The court clarified that in case the bodies remain unclaimed one week after the issuance of a public notice, the state government is directed to carry out the last rites of cremation or burial. 

  1. The state is directed to carry out burial or cremation of unidentified bodies with due observance of religious rites. 
  2. The collector and the superintendent of police are directed to take steps to ensure that the burial or cremation is conducted in accordance with law and order.
  3. The state government is directed to ensure that DNA samples are drawn before the process of burial or cremation takes place. 
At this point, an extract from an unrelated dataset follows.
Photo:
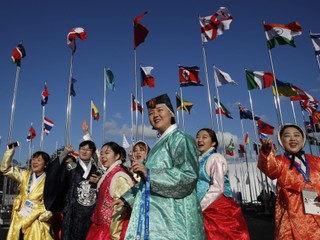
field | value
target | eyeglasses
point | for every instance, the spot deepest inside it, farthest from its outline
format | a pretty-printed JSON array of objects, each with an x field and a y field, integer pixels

The court directed the chief secretary and the state government to take necessary facilitative steps so that the next of kin who are in relief camps or other places are able to access the bodies for identification or performance of last rites.

Compensation to victims

In addition to the above directions pertaining to the burial of victims, the court also briefly delved into the issue of dispensation of compensation due to the victims.

Reading excerpts from the report of the expert committee, the Bench pointed out that according to the report, certain civil society organisations are preventing victims from collecting the compensation that is ready to be lifted from the authorities.

The Bench directed the parties to suggest modalities for due dispensation of compensation on the next hearing date.

On Grover’s suggestion, the Bench directed the advocate general of the Manipur High Court, Lenin Singh Hijam, to inform the Bench of the steps taken to fill vacancies in the District Legal Services Authority in Manipur on the next date of hearing.

Besides victim compensation, the Bench is also set to hear pleas relating to the restoration of places of worship, raised by senior advocate Huzefa Ahmedi, appearing for the petitioner Meitei Christian Churches Council, Manipur.

On Jaising’s request, the Bench also noted that it will peruse the report of the special investigation team on the next date of the hearing.

On August 7, the court had appointed the director general of police, Maharashtra, Dattatray Padsalgikar, to oversee the investigation by the Central Bureau of Investigation.